Students network with local business owners

Megan Cunningham

AACC’s Business Management department hosted a speed networking event on the Arnold campus on Wednesday.

Micah Smith, Reporter

Students looking to make connections or start a business met with local business leaders and AACC business management faculty at a speed networking event on Wednesday.

Teri Kotkiewicz, academic chair of business management, said “speed networking gives the students an opportunity to meet local business leaders to practice their soft skills and greeting each other, presenting a business card, giving a little elevator speech just a few minutes to express themselves, and also to gather ideas from businesspeople.”

Stacy Korbelak, the assistant dean of business economics and entrepreneurial studies said, “really wanted to get [their] business students back together … to remember how to network in person instead of one over zoom.”

The business leaders that attended said they enjoyed the event.

Emily Hufnagel, a mortgage loan officer at Fairway Independent Mortgage, said “the entire thing was awesome. I wish I would have had this stuff when I was a student and in school because it is valuable.”
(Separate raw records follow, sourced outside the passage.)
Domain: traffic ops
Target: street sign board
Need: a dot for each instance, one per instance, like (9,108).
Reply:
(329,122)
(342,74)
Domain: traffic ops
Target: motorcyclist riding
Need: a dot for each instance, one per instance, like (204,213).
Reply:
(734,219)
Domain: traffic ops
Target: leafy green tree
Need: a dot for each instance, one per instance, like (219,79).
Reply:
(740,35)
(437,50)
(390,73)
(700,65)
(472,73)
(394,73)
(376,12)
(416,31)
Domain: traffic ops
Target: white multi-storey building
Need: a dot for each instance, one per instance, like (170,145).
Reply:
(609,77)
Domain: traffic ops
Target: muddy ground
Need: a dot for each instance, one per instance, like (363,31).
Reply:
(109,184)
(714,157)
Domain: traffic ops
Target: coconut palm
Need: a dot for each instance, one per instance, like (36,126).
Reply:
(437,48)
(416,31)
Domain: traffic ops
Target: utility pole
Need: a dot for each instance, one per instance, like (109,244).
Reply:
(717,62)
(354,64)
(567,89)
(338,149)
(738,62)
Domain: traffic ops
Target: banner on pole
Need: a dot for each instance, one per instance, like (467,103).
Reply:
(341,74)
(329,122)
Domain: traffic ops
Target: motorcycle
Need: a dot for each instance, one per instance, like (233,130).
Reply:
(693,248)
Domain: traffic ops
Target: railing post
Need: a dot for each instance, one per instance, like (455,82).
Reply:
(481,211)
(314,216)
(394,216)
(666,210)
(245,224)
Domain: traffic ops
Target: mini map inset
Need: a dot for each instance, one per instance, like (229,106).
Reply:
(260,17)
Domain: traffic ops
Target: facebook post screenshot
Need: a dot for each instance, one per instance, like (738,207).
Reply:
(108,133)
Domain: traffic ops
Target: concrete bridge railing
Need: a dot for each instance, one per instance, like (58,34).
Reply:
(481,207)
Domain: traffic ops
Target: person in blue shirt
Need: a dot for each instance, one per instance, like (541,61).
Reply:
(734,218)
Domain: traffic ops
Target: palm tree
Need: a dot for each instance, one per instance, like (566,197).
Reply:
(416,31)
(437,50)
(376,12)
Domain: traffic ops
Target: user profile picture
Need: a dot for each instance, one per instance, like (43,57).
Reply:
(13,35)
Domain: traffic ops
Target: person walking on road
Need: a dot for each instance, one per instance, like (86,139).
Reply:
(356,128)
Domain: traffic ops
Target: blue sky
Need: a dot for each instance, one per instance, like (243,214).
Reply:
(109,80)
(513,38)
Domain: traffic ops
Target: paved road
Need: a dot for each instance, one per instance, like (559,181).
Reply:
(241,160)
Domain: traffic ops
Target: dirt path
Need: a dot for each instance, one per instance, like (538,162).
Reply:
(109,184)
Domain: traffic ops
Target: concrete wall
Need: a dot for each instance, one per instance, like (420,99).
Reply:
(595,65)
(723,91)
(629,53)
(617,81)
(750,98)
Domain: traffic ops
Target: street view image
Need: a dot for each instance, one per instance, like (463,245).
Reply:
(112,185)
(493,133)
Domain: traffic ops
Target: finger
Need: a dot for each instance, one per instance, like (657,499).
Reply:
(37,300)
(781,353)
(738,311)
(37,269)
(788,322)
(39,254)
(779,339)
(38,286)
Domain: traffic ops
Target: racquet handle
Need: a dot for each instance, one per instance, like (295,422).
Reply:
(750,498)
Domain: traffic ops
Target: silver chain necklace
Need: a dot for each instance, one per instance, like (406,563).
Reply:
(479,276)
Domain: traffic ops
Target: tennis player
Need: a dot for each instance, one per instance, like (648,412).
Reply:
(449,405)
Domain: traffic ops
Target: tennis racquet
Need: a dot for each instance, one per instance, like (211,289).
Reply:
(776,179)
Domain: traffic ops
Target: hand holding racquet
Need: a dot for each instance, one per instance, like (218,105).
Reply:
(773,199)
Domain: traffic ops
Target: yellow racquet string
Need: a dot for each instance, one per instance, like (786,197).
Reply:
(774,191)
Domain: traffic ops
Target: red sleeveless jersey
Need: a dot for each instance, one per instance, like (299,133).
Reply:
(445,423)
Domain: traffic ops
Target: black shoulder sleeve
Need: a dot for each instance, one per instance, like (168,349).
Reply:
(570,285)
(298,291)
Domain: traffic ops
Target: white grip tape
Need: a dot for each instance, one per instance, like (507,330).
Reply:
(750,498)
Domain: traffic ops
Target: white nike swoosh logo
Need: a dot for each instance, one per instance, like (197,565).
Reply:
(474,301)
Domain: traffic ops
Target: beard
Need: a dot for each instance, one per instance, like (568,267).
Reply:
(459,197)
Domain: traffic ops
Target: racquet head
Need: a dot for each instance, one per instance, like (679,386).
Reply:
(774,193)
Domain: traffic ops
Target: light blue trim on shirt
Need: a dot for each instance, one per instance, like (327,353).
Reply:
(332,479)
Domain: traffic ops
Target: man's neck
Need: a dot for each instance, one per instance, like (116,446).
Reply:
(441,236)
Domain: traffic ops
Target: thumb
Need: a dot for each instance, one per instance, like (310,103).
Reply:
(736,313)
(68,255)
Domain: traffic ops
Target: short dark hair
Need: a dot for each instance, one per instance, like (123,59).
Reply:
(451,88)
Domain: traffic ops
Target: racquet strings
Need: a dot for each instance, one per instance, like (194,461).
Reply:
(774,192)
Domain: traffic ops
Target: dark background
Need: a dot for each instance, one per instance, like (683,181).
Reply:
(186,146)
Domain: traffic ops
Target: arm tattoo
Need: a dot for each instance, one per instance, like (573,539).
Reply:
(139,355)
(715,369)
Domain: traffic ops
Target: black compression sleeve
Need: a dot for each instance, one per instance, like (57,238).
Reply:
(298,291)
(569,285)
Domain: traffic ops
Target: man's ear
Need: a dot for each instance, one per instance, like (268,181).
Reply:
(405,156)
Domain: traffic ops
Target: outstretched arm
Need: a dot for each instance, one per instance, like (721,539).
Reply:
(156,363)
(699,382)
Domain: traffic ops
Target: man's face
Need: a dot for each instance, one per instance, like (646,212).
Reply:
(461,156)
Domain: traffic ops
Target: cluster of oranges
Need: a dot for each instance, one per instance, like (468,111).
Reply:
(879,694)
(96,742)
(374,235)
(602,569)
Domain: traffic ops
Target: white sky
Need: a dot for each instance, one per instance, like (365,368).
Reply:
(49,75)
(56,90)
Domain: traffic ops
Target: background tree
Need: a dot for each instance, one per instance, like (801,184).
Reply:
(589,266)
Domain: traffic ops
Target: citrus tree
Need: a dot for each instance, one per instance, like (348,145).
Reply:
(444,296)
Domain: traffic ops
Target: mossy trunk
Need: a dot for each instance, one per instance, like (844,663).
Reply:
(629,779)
Others noted the importance of an event like speed networking.

David Butner, a member of the Service Corps of Retired Executives, or SCORE said the event “brings a lot of business leaders, and people like myself with SCORE. … These are tremendous resources for people thinking about starting a business. And I think very highly. It’s a great networking opportunity.”

Students said they attended the event to learn more about networking and to make business connections.

“I got connected with so many people,” Diamond Bruns, a first-year transfer studies student said. “I found a lot of connections with people that I thought can really, really help me out.

Allison White, a first-year entrepreneurship student, said she was able to introduce herself better at the event.

“I never really like introducing myself,” White said. “I got to kind of connect better with, like, the faculty who’s over the department like Stacy [Korbelak] … to really, like, have my face known by them.”

Other students that attended the event said they thought it was helpful.

“I’m young compared to majority of the people here, so seeing the experience that they have in various fields is the biggest thing that I’ve learned,” Sean Greenway, a partner in a gaming cafe called All in One Gaming Generation and second-year business student, said. “I feel like this is very needed because it helps people who are maybe lost in a path that would need help finding out what they want to do.”

Kotkiewicz said she thinks the event “worked out great,” and she plans on hosting another networking event next semester.

Reporter Megan Cunningham contributed to this article.